Gordon Dale’s research focuses on four aspects of Haredi popular music and spiritual health: a history of the discourse on music in Haredi life as part of a particular moment that is both within, and in conflict with, modernity; a characterization of the music that is socially sanctioned by Haredi leaders, including an analysis of the rhetoric of spiritual health attached to this repertoire; an examination of moments of conflict, with a focus on the censoring of Hasidic singer, Lipa Schmeltzer; and an exploration of an emerging alternative music scene through which those on the margins of Haredi society interact with non-Jewish culture through rock and rap music that espouses Orthodox Jewish themes. His research will contribute to recent scholarship on religion and xenophobia, as well as ethnomusicological investigations of religious music and modernity.

Jeff Diamant

Jeff Diamant explores communal transformations in African-American Muslim history from the 1970s through the 1990s. His work touches on transnational elements common to various religious communities in the United States. His work will examine the relationship between immigrant Muslims and African-American Muslims.

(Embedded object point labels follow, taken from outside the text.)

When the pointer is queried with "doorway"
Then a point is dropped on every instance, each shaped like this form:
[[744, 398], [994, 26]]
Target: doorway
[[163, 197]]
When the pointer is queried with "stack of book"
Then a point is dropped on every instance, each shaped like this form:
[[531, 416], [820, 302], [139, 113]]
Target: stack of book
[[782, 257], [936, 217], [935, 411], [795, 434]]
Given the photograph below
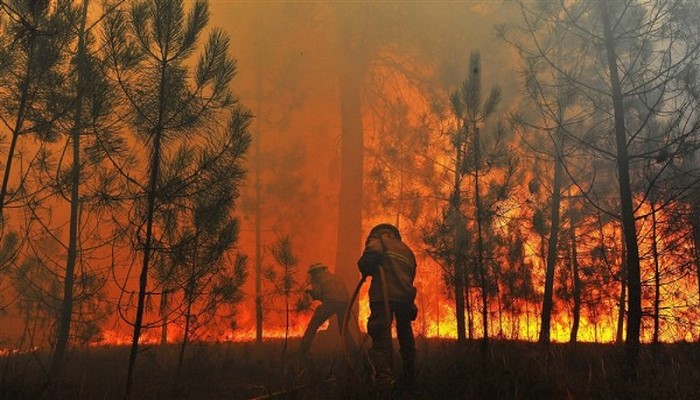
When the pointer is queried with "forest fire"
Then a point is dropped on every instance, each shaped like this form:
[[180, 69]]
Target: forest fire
[[172, 170]]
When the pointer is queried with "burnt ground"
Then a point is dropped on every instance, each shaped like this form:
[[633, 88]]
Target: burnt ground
[[502, 370]]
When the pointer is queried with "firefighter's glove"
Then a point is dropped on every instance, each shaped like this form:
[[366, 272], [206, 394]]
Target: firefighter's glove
[[369, 262]]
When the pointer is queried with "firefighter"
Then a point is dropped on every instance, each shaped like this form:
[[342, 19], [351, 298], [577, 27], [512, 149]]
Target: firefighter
[[385, 250], [333, 294]]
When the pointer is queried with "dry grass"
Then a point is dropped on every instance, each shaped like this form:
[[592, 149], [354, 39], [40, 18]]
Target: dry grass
[[506, 370]]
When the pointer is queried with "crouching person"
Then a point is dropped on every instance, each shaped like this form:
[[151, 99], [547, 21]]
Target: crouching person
[[330, 290]]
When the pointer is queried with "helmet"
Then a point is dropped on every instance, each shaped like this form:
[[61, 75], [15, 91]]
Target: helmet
[[317, 266], [386, 226]]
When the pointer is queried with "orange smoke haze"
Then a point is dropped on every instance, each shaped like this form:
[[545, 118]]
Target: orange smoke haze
[[288, 78]]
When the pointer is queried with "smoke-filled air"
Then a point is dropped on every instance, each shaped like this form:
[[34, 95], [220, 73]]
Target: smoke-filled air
[[222, 199]]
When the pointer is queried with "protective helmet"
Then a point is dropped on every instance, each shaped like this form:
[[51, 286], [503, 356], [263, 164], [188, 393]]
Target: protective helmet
[[386, 226], [317, 266]]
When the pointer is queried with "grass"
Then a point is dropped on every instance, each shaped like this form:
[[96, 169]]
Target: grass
[[504, 370]]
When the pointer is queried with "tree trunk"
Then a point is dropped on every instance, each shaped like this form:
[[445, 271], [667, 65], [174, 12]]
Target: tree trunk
[[63, 328], [19, 124], [695, 222], [576, 282], [459, 243], [163, 309], [552, 245], [258, 222], [634, 311], [147, 246], [349, 244], [657, 277], [481, 265]]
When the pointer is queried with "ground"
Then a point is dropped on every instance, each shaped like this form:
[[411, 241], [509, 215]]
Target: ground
[[501, 370]]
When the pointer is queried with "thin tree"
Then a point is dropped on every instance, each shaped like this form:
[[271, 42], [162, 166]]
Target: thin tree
[[148, 48]]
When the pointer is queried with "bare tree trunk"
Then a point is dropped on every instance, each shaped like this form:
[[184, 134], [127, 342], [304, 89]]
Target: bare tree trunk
[[349, 244], [63, 327], [458, 242], [163, 309], [552, 245], [258, 223], [634, 312], [622, 300], [695, 215], [481, 265], [657, 277], [576, 282]]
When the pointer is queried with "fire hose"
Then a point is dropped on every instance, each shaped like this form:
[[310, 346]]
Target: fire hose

Salman Hussain considers how recent changes in Pakistani legislation, prompted by the petitioning of higher courts to intervene in different kinds of social, political, and economic “injustices,” represent a new imagination of Pakistani law. With particular focus on the successful petitioning by the hijras (transgendered performers) for protection of their civil rights, Hussain considers: how the “Lawyers Movement” mobilized around the liberal, legal language of rights and whether this way of framing social and political wrongs began a transformation of social and political life in Pakistan; how the movement re-articulated gender relations in the legal arena; and what the hijra case and the mobilization of lawyers tells us about the relationship between secular and Sharia law in Pakistan, where law has remained a site of contesting and defining, in both secular and Sharia Courts.

Joanna Tice

Joanna Tice seeks to consider the political thought of the Christian right by asking what their theory of being or ontology is and how that informs their political thought and behavior., Her research will provide crucial theoretical grounding for empirical scholarship on the sexuality and gender policies of the U.S. Christian right at home and abroad and enable feminist and LGBTQ politics to confront their biggest domestic opposition.